The Acting Chair’s Summing Up—Large Natural Disasters—Enhancing the Financial Safety Net for Developing Countries, Executive Board Meeting 17/35, May 5, 2017

Executive Directors welcomed the proposals for enhancing the financial safety net for countries hit by natural disasters. They recognized that, while these countries can avail themselves of the Rapid Credit Facility (RCF) and Rapid Financing Instrument (RFI), annual access limits under these instruments may be low relative to the size of balance of payment needs caused by large disasters, to which small states are most vulnerable. They noted that, when access limits under the RCF and RFI were halved with the doubling of Fund quotas under the 14th General Review of Quotas, members that received the lowest quota increases were at a disadvantage and have not benefitted fully from the previous reforms that were intended to address an erosion of access limits.

Accordingly, Directors supported the proposed establishment of new windows under the RCF and RFI to provide annual access of up to 60 percent of quota for countries experiencing urgent balance of payments needs arising from large natural disasters. They noted that this will better help meet the immediate needs of these members and enhance the Fund’s catalytic role in mobilizing other external financing. Directors agreed that, pending next year’s comprehensive review of the Fund’s facilities for low-income countries, the current cumulative access limits for both the RCF and the RFI should remain unchanged at 75 percent of quota. A few Directors saw a case for considering how to further enhance the financial safety net for fragile states.
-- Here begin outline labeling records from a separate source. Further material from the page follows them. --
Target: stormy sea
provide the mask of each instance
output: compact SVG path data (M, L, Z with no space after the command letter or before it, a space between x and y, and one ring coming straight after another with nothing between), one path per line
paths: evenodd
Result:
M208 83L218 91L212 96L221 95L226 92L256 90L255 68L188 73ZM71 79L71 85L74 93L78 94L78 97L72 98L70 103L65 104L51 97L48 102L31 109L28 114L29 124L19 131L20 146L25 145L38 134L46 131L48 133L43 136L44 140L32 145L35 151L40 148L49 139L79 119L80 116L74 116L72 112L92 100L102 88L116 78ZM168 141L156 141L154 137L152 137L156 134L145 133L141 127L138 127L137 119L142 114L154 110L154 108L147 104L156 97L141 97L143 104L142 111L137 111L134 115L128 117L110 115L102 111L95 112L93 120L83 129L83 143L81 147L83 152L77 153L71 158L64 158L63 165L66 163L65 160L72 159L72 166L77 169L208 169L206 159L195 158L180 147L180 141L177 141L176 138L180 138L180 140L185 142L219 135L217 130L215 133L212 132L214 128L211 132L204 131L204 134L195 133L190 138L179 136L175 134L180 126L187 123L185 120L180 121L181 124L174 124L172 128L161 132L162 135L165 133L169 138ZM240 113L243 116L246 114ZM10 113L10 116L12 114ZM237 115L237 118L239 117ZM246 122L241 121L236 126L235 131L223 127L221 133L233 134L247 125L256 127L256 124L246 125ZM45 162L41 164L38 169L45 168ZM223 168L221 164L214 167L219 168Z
Directors agreed that qualification for higher access under the large natural disaster windows within the RCF and RFI should be conditional, inter alia, on meeting a disaster damage threshold of 20 percent of the member’s GDP. They considered that this threshold strikes the appropriate balance between providing emergency financing to disaster-hit countries on the one hand, and safeguarding Fund resources and discouraging facility shopping on the other hand. Directors also supported the staff’s approach to estimating disaster damage, drawing on a range of third-party information and collaborating closely with other organizations, while ensuring that the Fund’s response is timely and consistent with its mandate.

Directors welcomed the staff’s assessment that the reform proposals would be consistent with the self-sustainability of the Poverty Reduction and Growth Trust (PRGT), and that demand for PRGT resources associated with the proposed damage threshold would not pose significant risks to the robustness of the Trust under a broad range of scenarios.

Directors underscored the importance of closely monitoring the experience with the use of the RCF and RFI, future financing demand, and the PRGT lending capacity as part of the regular reviews of Fund facilities. They also stressed the need for vulnerable countries to continue to enhance economic and financial resilience to shocks and strengthen policy frameworks, including risk reduction planning, noting in this regard that the Fund’s surveillance and technical assistance can play an important role in helping these countries improve disaster preparedness.